Imre Kertesz' study of a Holocaust survivor, Camilo Jose Cela accused of employing ghostwriters and Jeffrey Archer's day-to-day account of life behind bars up for grabs.
Nobel prize-winners have been accused in the past of lobbying and politicking, but this is the first time a laureate has been charged with employing ghostwriters. The Spanish Nobel winner Camilo Jose Cela, who died in January at 85, was accused by a journalist of regularly resorting to ghostwriters to supply him with what he lacked: plots and characters. Cela, claims the journalist, then rewrote the material in his inimitable prose. Sounds like Shakespeare.

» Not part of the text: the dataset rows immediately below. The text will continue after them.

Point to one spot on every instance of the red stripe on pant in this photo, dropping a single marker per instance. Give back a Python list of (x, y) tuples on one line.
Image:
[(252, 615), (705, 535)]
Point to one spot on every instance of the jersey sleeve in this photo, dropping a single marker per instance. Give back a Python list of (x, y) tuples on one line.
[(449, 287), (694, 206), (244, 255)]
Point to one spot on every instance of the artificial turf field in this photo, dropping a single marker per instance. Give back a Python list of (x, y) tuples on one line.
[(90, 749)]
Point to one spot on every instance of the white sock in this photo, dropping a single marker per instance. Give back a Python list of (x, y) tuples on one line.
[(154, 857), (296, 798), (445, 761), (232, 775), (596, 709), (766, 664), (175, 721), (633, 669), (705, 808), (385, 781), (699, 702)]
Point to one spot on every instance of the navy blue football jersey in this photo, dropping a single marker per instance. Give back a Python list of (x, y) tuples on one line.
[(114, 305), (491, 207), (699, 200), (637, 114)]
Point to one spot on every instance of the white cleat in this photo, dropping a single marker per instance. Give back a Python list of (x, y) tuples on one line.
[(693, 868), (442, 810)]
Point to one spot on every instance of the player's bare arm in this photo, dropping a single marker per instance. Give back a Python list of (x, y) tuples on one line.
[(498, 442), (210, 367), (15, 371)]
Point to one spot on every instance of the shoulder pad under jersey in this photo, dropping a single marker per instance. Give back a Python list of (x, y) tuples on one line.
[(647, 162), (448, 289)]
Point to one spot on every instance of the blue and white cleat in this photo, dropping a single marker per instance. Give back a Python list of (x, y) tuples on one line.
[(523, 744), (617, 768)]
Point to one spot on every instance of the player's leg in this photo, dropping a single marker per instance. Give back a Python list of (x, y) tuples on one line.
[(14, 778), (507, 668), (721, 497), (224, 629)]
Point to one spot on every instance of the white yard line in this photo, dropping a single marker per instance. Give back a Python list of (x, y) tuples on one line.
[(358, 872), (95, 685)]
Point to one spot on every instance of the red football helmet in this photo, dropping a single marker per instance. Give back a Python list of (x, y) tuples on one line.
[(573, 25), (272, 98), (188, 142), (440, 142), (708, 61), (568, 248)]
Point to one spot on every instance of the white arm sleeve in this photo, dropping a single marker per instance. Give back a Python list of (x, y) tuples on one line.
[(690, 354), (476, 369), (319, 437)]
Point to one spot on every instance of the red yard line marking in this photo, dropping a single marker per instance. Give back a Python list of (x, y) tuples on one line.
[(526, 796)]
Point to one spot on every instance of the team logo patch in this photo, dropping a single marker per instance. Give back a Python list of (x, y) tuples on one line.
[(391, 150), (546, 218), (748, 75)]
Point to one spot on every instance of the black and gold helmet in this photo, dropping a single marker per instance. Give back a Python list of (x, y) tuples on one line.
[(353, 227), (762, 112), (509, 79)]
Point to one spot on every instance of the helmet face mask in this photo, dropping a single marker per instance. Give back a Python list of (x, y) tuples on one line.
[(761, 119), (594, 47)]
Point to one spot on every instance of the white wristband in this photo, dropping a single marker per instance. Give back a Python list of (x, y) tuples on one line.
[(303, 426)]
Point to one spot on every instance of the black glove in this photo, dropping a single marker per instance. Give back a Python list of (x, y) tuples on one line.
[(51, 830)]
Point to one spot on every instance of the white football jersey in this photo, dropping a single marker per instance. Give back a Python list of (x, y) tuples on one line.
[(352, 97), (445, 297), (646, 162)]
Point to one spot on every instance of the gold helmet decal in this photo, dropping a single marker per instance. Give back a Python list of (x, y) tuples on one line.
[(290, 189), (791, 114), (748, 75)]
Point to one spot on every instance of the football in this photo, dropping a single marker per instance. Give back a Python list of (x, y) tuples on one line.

Jeffrey Archer didn’t invent the genre: most of Jawaharlal Nehru’s incomparable prose was composed in the tedium of prison life. And nearly every political leader worth his salt, including L.K. Advani, has dipped into the genre since then. But there’s cut-throat rivalry between the London papers for Archer’s day-to-day account of life behind bars serving a sentence for perjury. A Prison Diary—Belmarsh: Hell, now being serialised by Daily Mail and pirated by most other tabloids, has the bestseller writer’s touch: prisoners under suicide watch, life with criminals and murderers and prisoners holding ant races to relieve the boredom, with the losing ants ending up in the next day’s soup. Perhaps Salman Khan would have done better to carry pen and paper with him to jail instead of a tube of mosquito-repellant.